– Reduction of automobile sector tax from 28% to 18% may lead to an annual loss of ₹1,100 crore for Kerala.
– GST exemptions on insurance premiums could reduce Kerala’s revenues by ₹500 crore.
– Increase in lottery taxes from 28% to 40% may severely affect the livelihood of over two lakh peopel dependent on State lotteries.
The demand for continuing GST compensation highlights a deeper fiscal challenge faced by States after enduring economic setbacks caused by COVID-19 and external trade disruptions. For resource-dependent states like Kerala,revenue stability appears critical not only for maintaining welfare schemes but also protecting industries reliant on taxation structures such as lotteries or consumer goods.

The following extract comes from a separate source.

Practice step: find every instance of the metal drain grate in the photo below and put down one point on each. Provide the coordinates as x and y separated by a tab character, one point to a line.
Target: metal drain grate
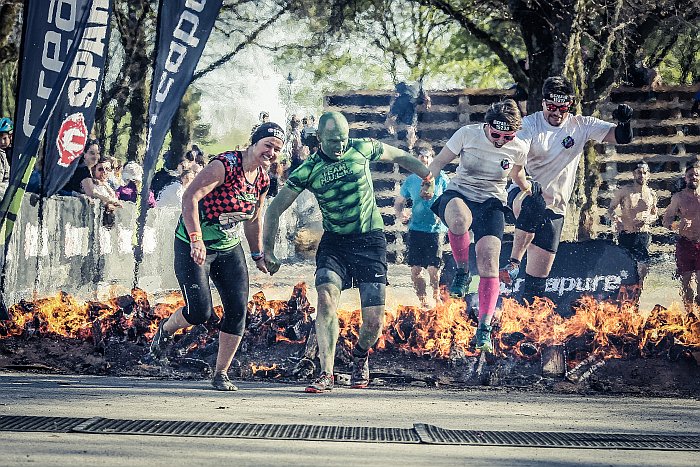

The proposal for restructuring existing four-tier slabs into two has sparked apprehension about whether such changes have been adequately studied before implementation. A potential annual shortfall of up to ₹9,000 crore underscores just how vulnerable regional economies remain if federal policies don’t account for diverse state-specific contexts.
Moreover, concerns around U.S.-imposed tariffs reveal significant external pressures that India’s export-driven states grapple with amid policy shifts internally in taxation regimes-raising questions about safeguards necessary during international trade disputes.
Moving forward into thes discussions within the GST council meeting framework will likely require balancing national reform goals against microeconomic impacts at local levels-a pivotal space where mutual understanding among stakeholders can mitigate divisive economic shocks while enabling systemic improvements long-term.